Harold Robbins Fullscreen Sackmen (1961)

Pause

"Then, let's go.

What're we waiting for?"

He put a hand on my arm.

"Sure I can't make you change your mind?"

I shook my head.

Seventeen million dollars was a lot of argument.

He raised his hands to his mouth, making a megaphone of them.

"Everybody off the ship except the flight crew."

Almost immediately, there was a silence in the yard as the engine shut off.

A few minutes later, the last of them came down the boarding flap.

A man stuck his head out of the small window in the pilot's cabin.

"Everybody off except the crew, Mr. Winthrop."

Amos and I walked up the flap into the plane, then up the small ladder from the cargo deck to the passenger cabin and on forward into the flight cabin.

Three young men were there. They looked at me curiously. They were still wearing the hard hats from the shipyard.

"This is your crew, Mr. Cord," Amos said formally. "On the right, Joe Gates, radioman. In the middle, Steve Jablonski, flight engineer starboard engines, one, three and five. On the left, Barry Gold, flight engineer port engines, two, four and six.

You don't have to worry about them. They're all Navy veterans and know their work."

We shook hands all around and I turned back to Amos.

"Where's the copilot and navigator?"

"Right here," Amos said.

"Where?"

"Me."

"What the hell- "

He grinned at me.

"You got anybody knows this baby better?

Besides, I been sleeping every night with her for more than half a year. Who's got a better right to get a piece of her first ride?"

I stared at him for a moment. Then I gave in.

I knew exactly how he felt. I felt the same way myself yesterday, when they wouldn't let me fly the jet.

I climbed up into the pilot's seat.

"Take your stations, men."

"Aye, aye, sir."

I grinned to myself.

They were Navy men, all right.

I picked up the check list on the clip board.

"Boarding ramp up," I said, reading.

A motor began to whine beneath me.

A moment later, a red light flashed on the panel in front of me and the motor cut off.

"Boarding ramp up, sir."

"Start engines one and two," I said, reaching forward and flicking down the switches that would let the flight engineers turn them over.

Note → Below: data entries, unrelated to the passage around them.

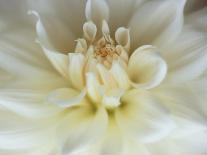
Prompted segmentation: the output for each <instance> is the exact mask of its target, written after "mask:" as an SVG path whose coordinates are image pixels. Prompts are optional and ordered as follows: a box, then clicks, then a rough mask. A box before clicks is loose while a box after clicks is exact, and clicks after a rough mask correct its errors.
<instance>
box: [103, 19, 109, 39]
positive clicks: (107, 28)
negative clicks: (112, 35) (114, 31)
mask: <svg viewBox="0 0 207 155" xmlns="http://www.w3.org/2000/svg"><path fill="white" fill-rule="evenodd" d="M102 33H103V35H105V36H106V35H109V33H110V30H109V25H108V23H107V21H105V20H103V22H102Z"/></svg>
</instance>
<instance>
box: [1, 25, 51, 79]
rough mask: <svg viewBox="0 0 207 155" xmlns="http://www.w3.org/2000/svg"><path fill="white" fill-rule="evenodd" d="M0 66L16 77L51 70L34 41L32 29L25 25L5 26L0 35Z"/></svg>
mask: <svg viewBox="0 0 207 155" xmlns="http://www.w3.org/2000/svg"><path fill="white" fill-rule="evenodd" d="M0 68H2V69H4V71H6V72H7V73H9V74H12V75H15V76H18V77H30V78H31V77H34V76H45V75H46V76H48V72H51V71H53V69H52V68H51V66H50V64H49V63H48V62H47V59H46V58H45V56H44V54H43V53H42V52H41V49H40V48H39V46H38V45H36V43H34V33H33V30H32V29H31V28H29V27H27V26H23V27H18V26H17V27H16V28H15V29H11V28H7V29H6V31H5V32H2V33H1V36H0Z"/></svg>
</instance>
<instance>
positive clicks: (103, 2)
mask: <svg viewBox="0 0 207 155" xmlns="http://www.w3.org/2000/svg"><path fill="white" fill-rule="evenodd" d="M85 14H86V18H87V20H92V21H93V22H95V23H96V25H101V23H102V21H103V20H108V18H109V8H108V4H107V3H106V1H105V0H88V1H87V3H86V9H85Z"/></svg>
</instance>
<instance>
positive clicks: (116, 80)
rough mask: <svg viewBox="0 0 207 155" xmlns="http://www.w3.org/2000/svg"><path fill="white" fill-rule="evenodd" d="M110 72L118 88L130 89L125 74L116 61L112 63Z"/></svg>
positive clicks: (118, 64)
mask: <svg viewBox="0 0 207 155" xmlns="http://www.w3.org/2000/svg"><path fill="white" fill-rule="evenodd" d="M110 72H111V74H112V75H113V77H114V79H115V80H116V82H117V84H118V86H119V87H120V88H122V89H128V88H129V87H130V81H129V78H128V75H127V72H126V71H125V70H124V67H122V65H121V64H120V63H119V62H118V61H114V62H113V64H112V67H111V70H110Z"/></svg>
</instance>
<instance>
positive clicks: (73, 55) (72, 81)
mask: <svg viewBox="0 0 207 155" xmlns="http://www.w3.org/2000/svg"><path fill="white" fill-rule="evenodd" d="M84 65H85V57H84V55H83V54H81V53H69V66H68V69H69V76H70V80H71V83H72V85H73V86H74V87H75V88H77V89H79V90H81V89H82V88H83V87H84V75H83V69H84Z"/></svg>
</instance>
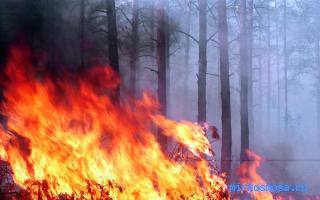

The big engines coughed and belched black smoke.

The propellers began to turn sluggishly, then the engines caught and the propellers settled into a smooth whine.

"Starboard engine one turning over, sir."

"Port engine two turning over, sir."

The next one on the check list was a new one for me.

I smiled to myself. This wasn't an airplane, it was really a Navy ship with wings.

"Cast off," I said.

From the seat to my right, Amos reached up and tripped the lever that released the tow lines.

Another red light flashed on the panel before me and I could feel The Centurion slide back into the water.

There was a slight backward dip as she settled in with a slight rocking motion. The faint sound of water slapping against her hull came up from beneath us.

I leaned forward and turned the wheel.

Slowly the big plane came about and started to move out toward the open bay.